The interior of the engine housing was about the size of a large room. One wall was taken up entirely by a huge iron wheel round which the driving cable of the hoist ran. This was connected by a shaft to a big diesel engine that stood against the other wall, covered by a tarpaulin lashed down with rope through the eyeholes. Shovel marks showed on the floor where the party which had come up that morning had cleared out the winter's accumulation of snow. A control panel was fixed to the concrete below the slit and there was an ex-service field telephone on a wooden bracket. Back of the main engine house was a store room and in it I saw the drums of fuel oil that had been brought up from Come Lucky.

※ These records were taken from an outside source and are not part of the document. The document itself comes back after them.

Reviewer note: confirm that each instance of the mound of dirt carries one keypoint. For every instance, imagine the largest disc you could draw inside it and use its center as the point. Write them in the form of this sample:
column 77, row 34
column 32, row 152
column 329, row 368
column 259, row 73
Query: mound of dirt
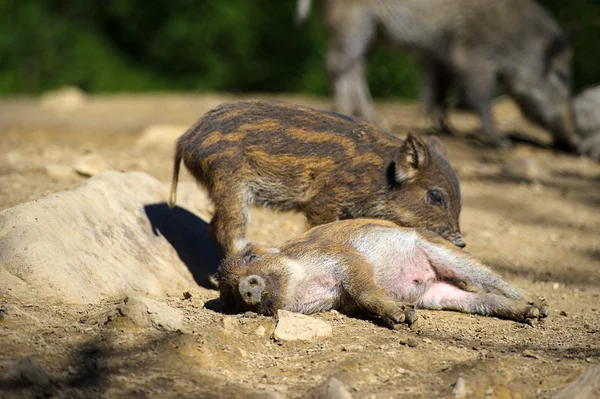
column 110, row 236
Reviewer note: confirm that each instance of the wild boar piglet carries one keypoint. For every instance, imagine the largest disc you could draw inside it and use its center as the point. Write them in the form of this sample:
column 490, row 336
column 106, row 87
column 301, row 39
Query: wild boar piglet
column 369, row 265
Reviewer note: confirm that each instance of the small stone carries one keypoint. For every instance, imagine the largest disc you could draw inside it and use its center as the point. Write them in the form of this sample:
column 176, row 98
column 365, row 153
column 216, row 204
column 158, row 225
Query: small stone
column 294, row 326
column 528, row 353
column 89, row 165
column 146, row 312
column 333, row 389
column 58, row 172
column 460, row 388
column 229, row 324
column 411, row 342
column 260, row 331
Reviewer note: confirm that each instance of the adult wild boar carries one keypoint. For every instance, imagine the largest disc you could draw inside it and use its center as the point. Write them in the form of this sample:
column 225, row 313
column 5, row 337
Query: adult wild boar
column 473, row 43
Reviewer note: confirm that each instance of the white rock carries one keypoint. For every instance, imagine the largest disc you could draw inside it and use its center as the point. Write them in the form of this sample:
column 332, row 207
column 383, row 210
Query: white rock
column 89, row 164
column 58, row 172
column 295, row 326
column 333, row 389
column 160, row 136
column 105, row 238
column 147, row 312
column 65, row 99
column 460, row 388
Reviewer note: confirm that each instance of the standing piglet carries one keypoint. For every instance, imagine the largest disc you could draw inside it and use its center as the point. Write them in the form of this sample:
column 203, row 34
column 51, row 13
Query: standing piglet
column 369, row 265
column 325, row 165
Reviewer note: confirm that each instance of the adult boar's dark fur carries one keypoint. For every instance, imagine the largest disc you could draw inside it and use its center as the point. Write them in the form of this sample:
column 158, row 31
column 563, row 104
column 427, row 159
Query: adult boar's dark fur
column 327, row 166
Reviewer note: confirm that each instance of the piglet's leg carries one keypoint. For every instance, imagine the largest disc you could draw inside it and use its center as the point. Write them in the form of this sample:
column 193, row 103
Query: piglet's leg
column 442, row 295
column 228, row 226
column 361, row 286
column 457, row 266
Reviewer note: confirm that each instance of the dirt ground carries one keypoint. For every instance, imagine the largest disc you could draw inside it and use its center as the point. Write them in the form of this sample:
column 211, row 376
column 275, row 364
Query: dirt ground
column 531, row 214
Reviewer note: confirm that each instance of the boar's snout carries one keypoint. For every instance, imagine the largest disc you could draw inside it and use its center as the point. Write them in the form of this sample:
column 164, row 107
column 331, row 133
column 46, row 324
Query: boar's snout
column 251, row 289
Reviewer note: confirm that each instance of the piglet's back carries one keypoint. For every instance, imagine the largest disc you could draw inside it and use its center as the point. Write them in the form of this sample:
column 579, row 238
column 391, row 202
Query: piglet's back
column 282, row 132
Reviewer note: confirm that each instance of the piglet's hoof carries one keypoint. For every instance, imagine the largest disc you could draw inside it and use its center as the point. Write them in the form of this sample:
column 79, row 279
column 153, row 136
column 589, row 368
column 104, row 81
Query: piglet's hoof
column 540, row 304
column 399, row 313
column 531, row 316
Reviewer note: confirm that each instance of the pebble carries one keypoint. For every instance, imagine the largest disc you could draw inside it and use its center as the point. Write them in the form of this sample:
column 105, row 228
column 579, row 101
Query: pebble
column 460, row 388
column 146, row 312
column 528, row 353
column 295, row 326
column 58, row 172
column 333, row 389
column 260, row 331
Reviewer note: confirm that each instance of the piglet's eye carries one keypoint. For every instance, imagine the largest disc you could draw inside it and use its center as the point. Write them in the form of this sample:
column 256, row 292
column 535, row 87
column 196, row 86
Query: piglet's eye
column 250, row 258
column 435, row 197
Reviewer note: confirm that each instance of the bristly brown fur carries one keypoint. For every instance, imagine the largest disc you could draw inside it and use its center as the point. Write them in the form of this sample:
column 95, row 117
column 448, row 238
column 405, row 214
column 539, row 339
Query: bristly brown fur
column 323, row 164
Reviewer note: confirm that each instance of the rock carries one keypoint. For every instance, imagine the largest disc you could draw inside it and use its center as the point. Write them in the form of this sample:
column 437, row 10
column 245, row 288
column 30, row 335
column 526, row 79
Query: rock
column 160, row 136
column 528, row 353
column 587, row 386
column 585, row 108
column 260, row 331
column 229, row 324
column 333, row 389
column 65, row 99
column 58, row 172
column 146, row 312
column 460, row 388
column 108, row 237
column 295, row 326
column 26, row 371
column 89, row 165
column 587, row 121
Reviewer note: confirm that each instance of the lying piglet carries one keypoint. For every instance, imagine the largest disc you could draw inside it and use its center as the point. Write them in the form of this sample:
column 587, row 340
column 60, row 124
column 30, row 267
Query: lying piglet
column 369, row 265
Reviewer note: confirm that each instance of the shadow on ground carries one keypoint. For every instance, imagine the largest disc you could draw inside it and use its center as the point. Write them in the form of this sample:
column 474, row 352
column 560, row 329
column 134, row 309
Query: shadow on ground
column 189, row 235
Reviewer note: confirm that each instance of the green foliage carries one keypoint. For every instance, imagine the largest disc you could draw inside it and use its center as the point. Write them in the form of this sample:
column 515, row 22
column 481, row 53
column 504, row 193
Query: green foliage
column 233, row 45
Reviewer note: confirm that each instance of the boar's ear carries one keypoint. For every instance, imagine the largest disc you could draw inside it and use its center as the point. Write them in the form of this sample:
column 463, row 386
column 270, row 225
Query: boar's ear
column 557, row 45
column 214, row 279
column 413, row 156
column 436, row 144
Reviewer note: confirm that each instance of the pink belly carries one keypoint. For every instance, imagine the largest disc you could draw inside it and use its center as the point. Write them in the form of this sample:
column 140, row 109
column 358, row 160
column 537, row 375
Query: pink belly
column 407, row 280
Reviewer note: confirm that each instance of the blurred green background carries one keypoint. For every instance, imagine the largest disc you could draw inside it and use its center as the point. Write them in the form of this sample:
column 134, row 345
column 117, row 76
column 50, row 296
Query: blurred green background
column 210, row 45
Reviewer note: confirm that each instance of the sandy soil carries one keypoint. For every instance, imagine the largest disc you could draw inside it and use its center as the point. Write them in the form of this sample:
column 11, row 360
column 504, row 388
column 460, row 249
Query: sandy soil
column 531, row 214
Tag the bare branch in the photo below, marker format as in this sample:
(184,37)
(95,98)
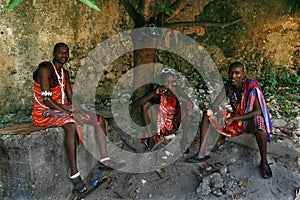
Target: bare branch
(199,23)
(177,7)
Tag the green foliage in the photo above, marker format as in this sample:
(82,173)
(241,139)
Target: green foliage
(91,4)
(163,8)
(295,6)
(282,88)
(13,3)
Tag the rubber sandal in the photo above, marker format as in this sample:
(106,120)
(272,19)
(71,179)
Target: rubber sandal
(194,159)
(266,173)
(78,183)
(96,177)
(148,142)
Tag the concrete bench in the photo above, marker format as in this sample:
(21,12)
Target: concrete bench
(34,163)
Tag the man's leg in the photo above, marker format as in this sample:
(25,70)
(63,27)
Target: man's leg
(203,136)
(149,118)
(70,143)
(201,154)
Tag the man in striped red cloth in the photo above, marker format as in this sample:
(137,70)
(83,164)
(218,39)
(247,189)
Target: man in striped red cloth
(167,117)
(54,106)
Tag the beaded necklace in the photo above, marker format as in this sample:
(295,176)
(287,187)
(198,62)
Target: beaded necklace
(60,81)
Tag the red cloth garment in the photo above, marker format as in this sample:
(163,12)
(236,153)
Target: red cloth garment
(42,115)
(251,90)
(169,117)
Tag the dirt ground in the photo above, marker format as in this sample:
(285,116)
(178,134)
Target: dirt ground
(241,181)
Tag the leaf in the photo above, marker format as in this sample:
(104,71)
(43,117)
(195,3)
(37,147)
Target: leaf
(91,4)
(12,4)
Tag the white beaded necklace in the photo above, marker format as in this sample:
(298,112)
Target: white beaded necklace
(60,81)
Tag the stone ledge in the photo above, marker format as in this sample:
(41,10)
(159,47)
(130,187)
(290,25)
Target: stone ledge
(35,165)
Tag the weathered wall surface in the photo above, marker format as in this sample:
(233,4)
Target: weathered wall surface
(36,166)
(266,35)
(28,34)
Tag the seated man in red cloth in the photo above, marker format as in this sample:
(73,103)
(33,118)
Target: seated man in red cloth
(250,115)
(52,107)
(169,114)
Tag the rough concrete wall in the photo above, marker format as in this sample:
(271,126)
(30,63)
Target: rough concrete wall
(36,166)
(28,34)
(267,36)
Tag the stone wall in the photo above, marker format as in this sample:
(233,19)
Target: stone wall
(28,34)
(35,165)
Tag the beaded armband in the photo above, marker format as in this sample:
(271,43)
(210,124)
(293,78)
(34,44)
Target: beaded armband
(46,95)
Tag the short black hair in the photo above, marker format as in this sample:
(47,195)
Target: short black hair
(58,45)
(235,64)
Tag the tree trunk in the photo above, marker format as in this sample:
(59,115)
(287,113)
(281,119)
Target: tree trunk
(142,57)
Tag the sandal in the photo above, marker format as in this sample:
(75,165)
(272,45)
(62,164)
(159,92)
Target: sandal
(111,166)
(96,177)
(148,142)
(78,183)
(266,173)
(194,159)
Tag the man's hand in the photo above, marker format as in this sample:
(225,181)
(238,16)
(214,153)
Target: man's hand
(229,120)
(81,117)
(161,90)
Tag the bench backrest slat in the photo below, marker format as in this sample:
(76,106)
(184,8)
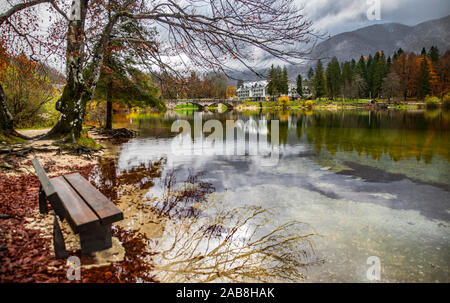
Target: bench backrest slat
(43,178)
(81,216)
(101,205)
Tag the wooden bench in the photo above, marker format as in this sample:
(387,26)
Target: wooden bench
(88,212)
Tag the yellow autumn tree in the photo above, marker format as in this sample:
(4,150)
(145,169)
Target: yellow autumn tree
(231,91)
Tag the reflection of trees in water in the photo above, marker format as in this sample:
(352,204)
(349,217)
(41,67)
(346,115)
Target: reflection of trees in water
(206,241)
(401,135)
(109,179)
(238,249)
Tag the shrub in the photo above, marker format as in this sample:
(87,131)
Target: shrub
(283,101)
(431,101)
(309,104)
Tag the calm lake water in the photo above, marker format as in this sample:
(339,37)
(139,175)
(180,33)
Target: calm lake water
(362,183)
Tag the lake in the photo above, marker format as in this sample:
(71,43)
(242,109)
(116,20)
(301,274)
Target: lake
(346,186)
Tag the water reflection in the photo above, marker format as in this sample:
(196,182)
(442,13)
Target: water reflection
(371,183)
(195,240)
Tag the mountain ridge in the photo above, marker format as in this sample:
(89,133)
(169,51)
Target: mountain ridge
(386,37)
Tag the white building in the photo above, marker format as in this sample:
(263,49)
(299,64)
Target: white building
(258,90)
(252,90)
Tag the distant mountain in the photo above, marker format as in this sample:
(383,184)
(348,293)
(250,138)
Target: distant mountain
(387,37)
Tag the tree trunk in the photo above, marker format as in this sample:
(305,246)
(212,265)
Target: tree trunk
(109,106)
(6,120)
(77,92)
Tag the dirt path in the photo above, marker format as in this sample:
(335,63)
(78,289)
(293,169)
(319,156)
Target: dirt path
(33,132)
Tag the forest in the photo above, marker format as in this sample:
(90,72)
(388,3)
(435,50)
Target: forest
(404,76)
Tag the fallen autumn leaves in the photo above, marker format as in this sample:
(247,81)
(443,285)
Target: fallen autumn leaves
(29,257)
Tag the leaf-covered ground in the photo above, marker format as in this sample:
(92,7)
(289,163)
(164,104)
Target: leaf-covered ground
(27,254)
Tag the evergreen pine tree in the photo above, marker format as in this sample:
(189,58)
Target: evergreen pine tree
(300,86)
(333,78)
(319,81)
(284,84)
(434,54)
(424,79)
(424,52)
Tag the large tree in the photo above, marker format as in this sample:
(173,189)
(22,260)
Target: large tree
(210,34)
(334,80)
(319,82)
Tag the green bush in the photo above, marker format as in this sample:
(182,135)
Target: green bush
(431,101)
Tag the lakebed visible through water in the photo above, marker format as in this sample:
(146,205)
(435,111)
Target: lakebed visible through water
(348,185)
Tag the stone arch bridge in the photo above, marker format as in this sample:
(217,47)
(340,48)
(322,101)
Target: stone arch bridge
(202,103)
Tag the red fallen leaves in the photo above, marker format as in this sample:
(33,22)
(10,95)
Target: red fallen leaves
(28,256)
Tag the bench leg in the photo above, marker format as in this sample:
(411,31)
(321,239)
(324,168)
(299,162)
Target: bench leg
(43,209)
(96,239)
(58,241)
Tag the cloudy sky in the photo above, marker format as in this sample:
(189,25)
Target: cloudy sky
(336,16)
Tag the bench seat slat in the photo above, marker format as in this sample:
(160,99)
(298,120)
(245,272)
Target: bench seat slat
(81,216)
(102,206)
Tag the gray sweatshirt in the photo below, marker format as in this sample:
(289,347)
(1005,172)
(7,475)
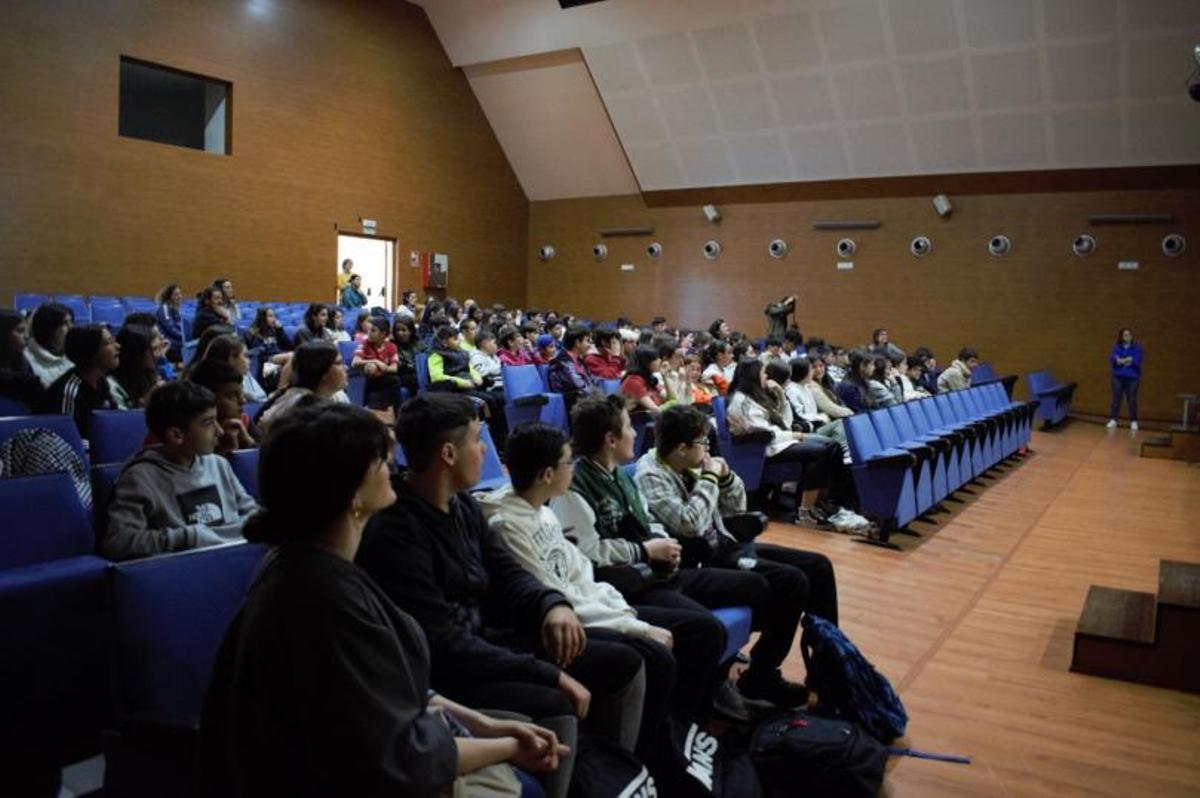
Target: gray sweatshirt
(159,507)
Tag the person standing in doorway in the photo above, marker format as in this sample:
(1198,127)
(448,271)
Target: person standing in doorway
(1126,363)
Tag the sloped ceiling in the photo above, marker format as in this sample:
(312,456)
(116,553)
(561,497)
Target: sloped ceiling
(709,93)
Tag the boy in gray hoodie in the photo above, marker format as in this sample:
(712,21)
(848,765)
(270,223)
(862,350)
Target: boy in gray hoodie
(177,495)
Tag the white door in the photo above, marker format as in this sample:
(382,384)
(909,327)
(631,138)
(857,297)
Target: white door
(373,261)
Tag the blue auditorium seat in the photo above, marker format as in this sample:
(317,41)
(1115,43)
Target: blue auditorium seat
(117,435)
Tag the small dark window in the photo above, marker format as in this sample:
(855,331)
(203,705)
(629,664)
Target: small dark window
(162,105)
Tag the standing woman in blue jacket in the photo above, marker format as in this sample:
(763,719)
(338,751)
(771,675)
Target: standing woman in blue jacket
(1126,361)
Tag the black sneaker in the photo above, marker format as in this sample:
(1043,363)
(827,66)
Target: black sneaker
(773,688)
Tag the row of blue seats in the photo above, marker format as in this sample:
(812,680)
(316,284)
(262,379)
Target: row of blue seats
(907,459)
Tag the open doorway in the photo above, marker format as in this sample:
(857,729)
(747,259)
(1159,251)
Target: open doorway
(375,259)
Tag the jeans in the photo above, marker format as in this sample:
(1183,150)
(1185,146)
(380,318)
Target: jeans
(1125,387)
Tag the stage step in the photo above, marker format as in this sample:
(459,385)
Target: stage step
(1141,636)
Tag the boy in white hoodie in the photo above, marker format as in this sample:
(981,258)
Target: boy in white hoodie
(539,460)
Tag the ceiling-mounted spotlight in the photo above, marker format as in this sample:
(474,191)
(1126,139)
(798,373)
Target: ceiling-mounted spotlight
(1174,245)
(1083,245)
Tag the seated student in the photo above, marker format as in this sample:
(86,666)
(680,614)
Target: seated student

I stood there for a moment, absorbing it all, while Jeff peered under the tarpaulin at the engine. I turned slowly, drawn by an irresistible impulse. I went over to the slit and, leaning my arms on the sill, peered up to the snow-lipped top of the cliff face. The moon was just lifting above the left-hand peak of the mountain. I watched the shreds of cloud tearing across the face of it, saw the shadows of the mountain receding, watched till all the whole slide was bathed in the white light of it. The thick thread of the cable was plainly visible now, a shallow loop running from the engine housing in which I stood up to a great concrete pillar that stood on a huge slab of rock that marked the highest point of the slide. From there the cable rose steeply, climbing the black face of the cliff and disappearing into the shadows. My eyes followed the invisible line of it, lifting to the top of the cliff and there, etched against the bright luminosity of the sky, was another pillar, no bigger than a needle, standing like an ancient cromlech on the lip of the cliff.